Daisy Jones and The Six: A fictional 70s band you want to hear on Spotify


Quézia Arruda Cunha, Reporter

Bell-bottom pants, maxi dresses, peasant blouses and ponchos are all items in the closet I created for myself when I was reading “Daisy Jones & The Six” by Taylor Jenkins Reid. 

Reid is also the author of “The Seven Husbands of Evelyn Hugo,” “Forever, Interrupted” and “Carrie Soto Is Back.”

I think from the selection of clothes in my fictional closet, you may have noticed it is 70s-inspired, evoking a time that, when remembered, sharpens a nostalgia that even a young, 18-year-old woman like me feels.
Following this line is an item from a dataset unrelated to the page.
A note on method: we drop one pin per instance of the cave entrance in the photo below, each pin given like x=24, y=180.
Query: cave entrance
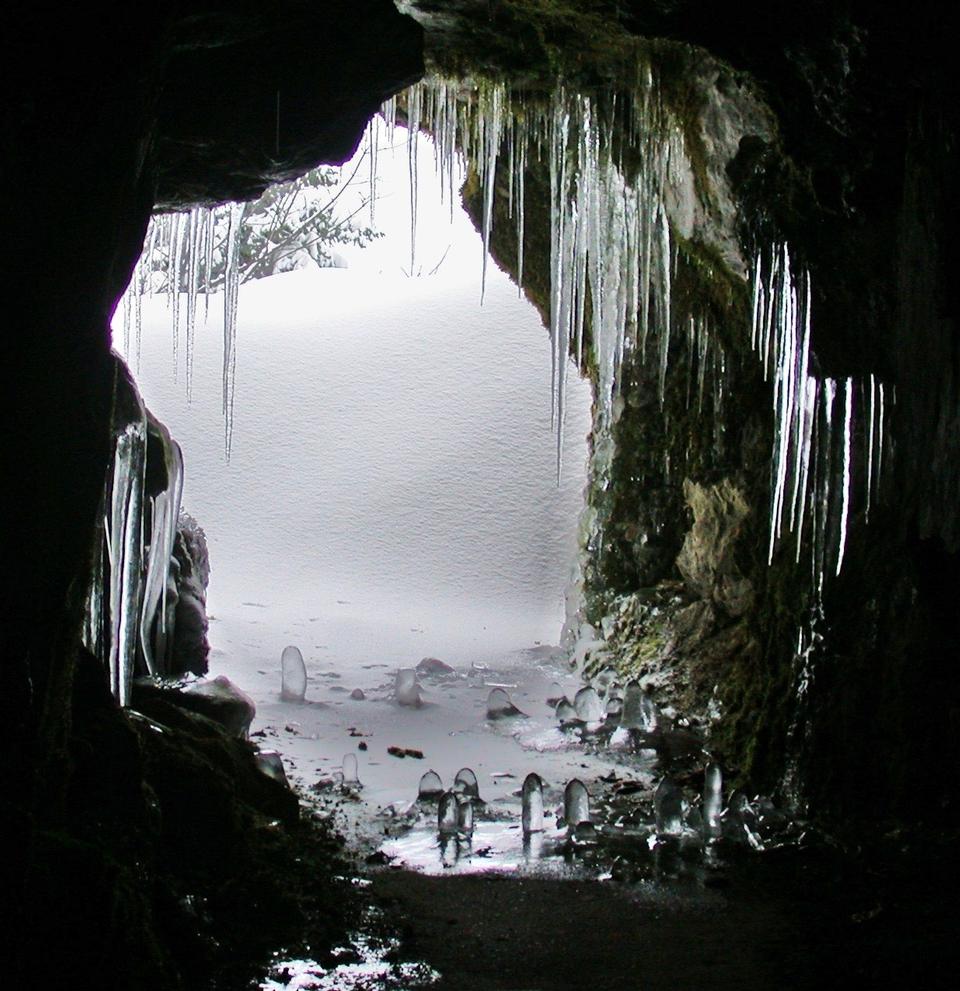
x=391, y=491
But even though I do not have the vivid experience of this time, Reid, as usual in her books, knows how to use flashbacks as effective time machines.

On the back cover of the book, we can already see that this is a successful band that everyone knows, but it’s an imaginary band with real settings and real people.

Reading the book is also an immersive experience because Reid wrote the band’s songs and inserted them into the narrative, creating the most suitable soundtrack for this chaotic story.

The format is one of Reid’s highlights: we know the history of the band and its members through interviews given years after the height of their success in Los Angeles with their soft-rock during the 70s.

Despite being unusual, the real voice of the whole story is from a journalist’s notebook.

We felt the love, revolts, passions, betrayals and crises as if we were the cameras the band members were talking to. 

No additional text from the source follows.